As we describe in Solar Increase, we warmed up our simulated planet by increasing the incoming solar power by 10 W/m2 every two thousand hours of simulated time. Starting from an initial value of 100 W/m2, we increased the solar power to 1200 W/m2 over the course of three weeks of our own time, which corresponds to the passage of over a million hours of simulated time. During the course of the simulation, we recorded the state of the atmospheric array every twenty hours, and these recordings constitute our measurements of the simulated atmosphere during the course of our simulated experiment.

In our pervious post we observed that some properties of the atmosphere, such as penetrating power, fluctuated greatly from one measurement to the next. In order to reduce the influence of these fluctuations, we took the average of the last 500 hours of measurements at each value of incoming solar power, and so obtained a value for each property at each solar power. The graph below shows how some of these properties vary with solar power.

Surface temperature increases hardly at all from 800 W/m2 to 1200 W/m2, and yet cloud cover increases steadily. How can it be that cloud cover increases when the surface temperature, which drives evaporation, hardly increases at all?

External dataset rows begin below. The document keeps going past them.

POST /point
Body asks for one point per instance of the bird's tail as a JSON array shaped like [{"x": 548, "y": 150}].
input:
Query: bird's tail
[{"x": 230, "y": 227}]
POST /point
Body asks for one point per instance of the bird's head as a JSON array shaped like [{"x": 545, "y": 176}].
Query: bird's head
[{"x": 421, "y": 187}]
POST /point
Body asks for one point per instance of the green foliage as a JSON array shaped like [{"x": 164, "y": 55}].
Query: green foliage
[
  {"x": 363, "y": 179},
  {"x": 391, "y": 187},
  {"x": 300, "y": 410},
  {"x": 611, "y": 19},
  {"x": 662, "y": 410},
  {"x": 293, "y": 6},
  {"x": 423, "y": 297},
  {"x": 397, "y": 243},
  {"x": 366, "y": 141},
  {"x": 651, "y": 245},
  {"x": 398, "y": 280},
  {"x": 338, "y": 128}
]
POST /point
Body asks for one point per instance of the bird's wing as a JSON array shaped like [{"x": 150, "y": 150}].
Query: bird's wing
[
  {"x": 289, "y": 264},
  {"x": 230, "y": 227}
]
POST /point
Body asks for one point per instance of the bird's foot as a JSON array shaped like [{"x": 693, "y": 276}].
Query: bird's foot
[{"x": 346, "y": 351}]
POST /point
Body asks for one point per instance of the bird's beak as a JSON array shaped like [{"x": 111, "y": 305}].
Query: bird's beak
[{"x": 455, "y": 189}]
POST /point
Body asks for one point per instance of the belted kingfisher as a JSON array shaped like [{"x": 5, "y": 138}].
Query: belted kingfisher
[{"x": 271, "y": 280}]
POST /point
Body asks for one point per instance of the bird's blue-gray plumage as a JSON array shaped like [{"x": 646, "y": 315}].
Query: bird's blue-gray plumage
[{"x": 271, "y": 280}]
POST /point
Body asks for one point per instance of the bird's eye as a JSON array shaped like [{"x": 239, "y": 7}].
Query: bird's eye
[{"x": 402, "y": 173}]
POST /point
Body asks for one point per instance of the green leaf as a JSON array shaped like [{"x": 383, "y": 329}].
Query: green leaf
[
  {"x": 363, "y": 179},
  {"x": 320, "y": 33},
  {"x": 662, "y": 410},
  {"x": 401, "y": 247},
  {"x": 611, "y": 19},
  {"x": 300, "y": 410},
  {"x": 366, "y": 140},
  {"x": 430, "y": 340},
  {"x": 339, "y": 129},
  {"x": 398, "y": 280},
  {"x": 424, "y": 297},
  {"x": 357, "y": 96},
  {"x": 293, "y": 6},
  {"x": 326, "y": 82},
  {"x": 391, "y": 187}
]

In our simulated evaporation cycle, precipitation beings with the formation of snow in air below temperature Tf_droplets. We have this parameter set to 268 K, which is five degrees below the freezing point of water. When solar power reaches 800 W/m2, the average temperature of the tropopause has reached 268 K. Snow can form only in the colder clouds of the tropopause, and nowhere below the tropopause. Each time we increase the solar power, the surface temperature at first warms a little, but within a few hundred hours, this warming reaches the tropopause, where it further slows snow formation, and increases the cloud depth. With more sunlight being reflected back into space, the surface cools again until it is hardly warmer than it started. For solar powers greater than 800 W/m2, an increase of 100 W/m2 causes a substantial increase in cloud depth (roughly 0.5 mm), a slight increase in tropopause temperature (roughly 1 K), and an increase in surface temperature too small for us to detect (less than 0.3 K).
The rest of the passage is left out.